Cell placement can be defined by rectangular grids, regular tilings (e.g. bricks or hexagons), random point distributions. Connectivity currently is simply projections based on Euclidean distances between cell objects.

Layers

In Picnic terminology, a layer describes the placement of cell objects in 3D space. The placement is determined by a set of points, which can be generated by one of the following methods:

  1. sampling from typical distributions such as uniform or exponential
  2. point coordinates loaded from a file
  3. Regular grid defined by spacing in x, y and z direction
  4. Regular 2D tiling, such as hexagons or bricks with a given side length. In this case, position x and y coordinates are determined by the center point of each generated tile, and the z coordinate is set to zero.

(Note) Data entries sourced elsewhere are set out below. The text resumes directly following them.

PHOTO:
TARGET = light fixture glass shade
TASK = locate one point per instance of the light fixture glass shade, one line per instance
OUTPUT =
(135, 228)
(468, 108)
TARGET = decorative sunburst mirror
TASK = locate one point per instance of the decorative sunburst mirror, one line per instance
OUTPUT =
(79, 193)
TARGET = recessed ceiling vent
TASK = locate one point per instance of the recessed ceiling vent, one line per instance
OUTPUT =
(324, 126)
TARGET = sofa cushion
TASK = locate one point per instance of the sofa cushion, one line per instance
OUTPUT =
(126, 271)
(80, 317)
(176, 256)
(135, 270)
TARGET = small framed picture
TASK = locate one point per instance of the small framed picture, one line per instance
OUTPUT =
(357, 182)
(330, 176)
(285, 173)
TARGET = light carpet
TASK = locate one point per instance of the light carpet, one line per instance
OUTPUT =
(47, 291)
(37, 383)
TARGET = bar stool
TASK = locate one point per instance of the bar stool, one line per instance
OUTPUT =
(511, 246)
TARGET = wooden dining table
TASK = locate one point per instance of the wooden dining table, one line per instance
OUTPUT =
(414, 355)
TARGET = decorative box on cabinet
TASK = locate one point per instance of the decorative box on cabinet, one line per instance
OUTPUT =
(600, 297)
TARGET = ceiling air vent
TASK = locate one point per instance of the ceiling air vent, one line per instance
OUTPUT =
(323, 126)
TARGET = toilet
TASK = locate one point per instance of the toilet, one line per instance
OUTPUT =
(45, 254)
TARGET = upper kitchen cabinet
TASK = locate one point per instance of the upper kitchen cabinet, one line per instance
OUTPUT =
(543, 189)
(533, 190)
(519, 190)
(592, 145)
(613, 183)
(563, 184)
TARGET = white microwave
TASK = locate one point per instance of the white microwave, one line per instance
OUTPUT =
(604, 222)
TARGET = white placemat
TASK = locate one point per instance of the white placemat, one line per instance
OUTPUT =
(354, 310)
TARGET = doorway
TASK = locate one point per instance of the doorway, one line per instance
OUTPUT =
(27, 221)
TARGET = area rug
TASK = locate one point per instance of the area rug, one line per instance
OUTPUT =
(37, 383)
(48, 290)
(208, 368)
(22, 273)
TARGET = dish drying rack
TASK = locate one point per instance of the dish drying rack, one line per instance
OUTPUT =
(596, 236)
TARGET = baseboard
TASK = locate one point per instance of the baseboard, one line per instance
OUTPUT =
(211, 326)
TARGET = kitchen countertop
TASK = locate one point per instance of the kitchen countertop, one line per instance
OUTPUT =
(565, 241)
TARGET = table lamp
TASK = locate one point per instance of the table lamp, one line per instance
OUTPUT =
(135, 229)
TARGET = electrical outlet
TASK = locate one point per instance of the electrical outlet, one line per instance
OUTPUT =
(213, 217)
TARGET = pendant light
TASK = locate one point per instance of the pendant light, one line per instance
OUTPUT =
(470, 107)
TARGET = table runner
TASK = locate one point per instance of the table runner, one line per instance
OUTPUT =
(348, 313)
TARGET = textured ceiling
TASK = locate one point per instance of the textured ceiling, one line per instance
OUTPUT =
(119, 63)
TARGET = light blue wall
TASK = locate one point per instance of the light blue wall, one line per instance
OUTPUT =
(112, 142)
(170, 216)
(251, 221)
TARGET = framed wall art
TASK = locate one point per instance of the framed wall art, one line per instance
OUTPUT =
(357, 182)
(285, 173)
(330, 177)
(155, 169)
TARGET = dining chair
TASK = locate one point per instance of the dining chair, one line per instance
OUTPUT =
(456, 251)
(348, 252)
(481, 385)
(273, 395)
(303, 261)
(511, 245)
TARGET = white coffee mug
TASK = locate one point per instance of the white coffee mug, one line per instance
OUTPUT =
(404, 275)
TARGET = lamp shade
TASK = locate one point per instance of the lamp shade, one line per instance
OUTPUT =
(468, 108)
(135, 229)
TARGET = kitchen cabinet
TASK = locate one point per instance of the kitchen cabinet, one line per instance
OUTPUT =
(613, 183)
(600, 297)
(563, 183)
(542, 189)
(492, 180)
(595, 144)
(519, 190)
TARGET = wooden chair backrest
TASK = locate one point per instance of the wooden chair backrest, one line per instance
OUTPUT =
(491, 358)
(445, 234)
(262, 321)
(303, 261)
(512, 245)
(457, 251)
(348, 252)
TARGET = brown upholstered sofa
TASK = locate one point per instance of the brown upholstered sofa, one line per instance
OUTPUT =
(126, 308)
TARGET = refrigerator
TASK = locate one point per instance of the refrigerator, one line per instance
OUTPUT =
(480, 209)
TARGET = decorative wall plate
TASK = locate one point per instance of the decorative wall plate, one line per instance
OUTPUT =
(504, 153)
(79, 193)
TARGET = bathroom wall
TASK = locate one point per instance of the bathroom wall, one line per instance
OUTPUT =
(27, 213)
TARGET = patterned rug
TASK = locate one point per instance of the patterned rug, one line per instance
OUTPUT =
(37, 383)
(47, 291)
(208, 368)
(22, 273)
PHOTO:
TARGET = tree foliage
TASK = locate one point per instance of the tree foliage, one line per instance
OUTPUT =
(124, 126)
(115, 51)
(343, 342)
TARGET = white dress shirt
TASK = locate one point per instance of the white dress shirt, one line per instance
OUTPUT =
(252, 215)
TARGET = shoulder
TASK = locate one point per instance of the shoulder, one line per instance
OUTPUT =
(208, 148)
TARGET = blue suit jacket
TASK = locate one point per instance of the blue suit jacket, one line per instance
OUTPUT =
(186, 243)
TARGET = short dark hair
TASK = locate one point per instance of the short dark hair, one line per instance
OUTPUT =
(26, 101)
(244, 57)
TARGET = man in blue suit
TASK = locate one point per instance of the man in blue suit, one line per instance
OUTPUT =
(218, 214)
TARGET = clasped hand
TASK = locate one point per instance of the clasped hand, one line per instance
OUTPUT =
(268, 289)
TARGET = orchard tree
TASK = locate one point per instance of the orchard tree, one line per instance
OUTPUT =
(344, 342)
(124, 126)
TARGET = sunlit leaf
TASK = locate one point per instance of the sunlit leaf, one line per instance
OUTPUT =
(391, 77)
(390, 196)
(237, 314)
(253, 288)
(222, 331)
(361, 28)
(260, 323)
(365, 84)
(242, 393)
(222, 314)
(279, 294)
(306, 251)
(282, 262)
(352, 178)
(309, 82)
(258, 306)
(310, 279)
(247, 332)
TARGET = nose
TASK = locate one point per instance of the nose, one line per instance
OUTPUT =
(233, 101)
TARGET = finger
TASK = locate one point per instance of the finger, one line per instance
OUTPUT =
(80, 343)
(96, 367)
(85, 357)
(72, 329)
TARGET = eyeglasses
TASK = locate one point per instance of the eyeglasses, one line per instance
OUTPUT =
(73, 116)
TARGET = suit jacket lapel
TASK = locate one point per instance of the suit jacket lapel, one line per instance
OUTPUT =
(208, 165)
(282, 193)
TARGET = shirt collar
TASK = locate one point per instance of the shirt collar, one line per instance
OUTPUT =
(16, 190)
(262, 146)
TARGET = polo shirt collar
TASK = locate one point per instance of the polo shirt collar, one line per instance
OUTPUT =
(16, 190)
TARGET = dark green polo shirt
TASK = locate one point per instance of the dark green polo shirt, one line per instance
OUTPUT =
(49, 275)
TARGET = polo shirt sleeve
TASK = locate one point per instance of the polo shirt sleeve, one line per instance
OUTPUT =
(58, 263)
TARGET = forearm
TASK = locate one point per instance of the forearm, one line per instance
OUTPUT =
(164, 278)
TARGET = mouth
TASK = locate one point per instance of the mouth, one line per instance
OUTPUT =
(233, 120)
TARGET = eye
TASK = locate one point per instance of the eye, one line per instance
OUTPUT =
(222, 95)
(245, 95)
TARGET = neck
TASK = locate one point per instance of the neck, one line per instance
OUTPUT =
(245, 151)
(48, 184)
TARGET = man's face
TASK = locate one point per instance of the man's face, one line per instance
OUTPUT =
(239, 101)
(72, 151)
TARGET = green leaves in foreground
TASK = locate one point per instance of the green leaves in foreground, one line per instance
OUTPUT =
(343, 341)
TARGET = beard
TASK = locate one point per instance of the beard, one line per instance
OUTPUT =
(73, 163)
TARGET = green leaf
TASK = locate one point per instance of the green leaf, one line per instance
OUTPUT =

A layer is defined by a point set described by one of the methods above, and one or more cell objects that are to be placed at positions determined by the point set. If there are less cell objects than there are points in the point set, then the cell objects are copied until an object is placed at each point.

Cell objects

A cell object consists of a bounding box and a set of connection points. The connection points can be loaded from a Neurolucida file, or can be sampled from the trajectory of a parametric curve.

The set of points that belong to a cell object can be further divided into compartments, e.g. dendrites and axon, which can be later used when specifying connectivity.

In addition, random perturbations can be applied to the points of a cell or one of its compartments.

Parallel fibers can then be described as lines with small random perturbations, and artificial Golgi cell morphologies can be desribed with angular displacements of their dendritic and axon points.

Projections

Once layers are defined with the different cell types, connectivity is specified in Picnic as projections between layers.

The single type of projection currently supported by Picnic is based on Euclidean distances between the points of the different cell object. Given a maximum distance, Picnic can determine all cell points in two layers that are close enough to be considered connected.

Model description language

About this egg

Author

Ivan Raikov

Version history

1.0
Initial release

License

Copyright 2012-2014 Ivan Raikov and the Okinawa Institute of Science and Technology.

This program is free software: you can redistribute it and/or modify
it under the terms of the GNU General Public License as published by
the Free Software Foundation, either version 3 of the License, or (at
your option) any later version.

This program is distributed in the hope that it will be useful, but
WITHOUT ANY WARRANTY; without even the implied warranty of
MERCHANTABILITY or FITNESS FOR A PARTICULAR PURPOSE.  See the GNU
General Public License for more details.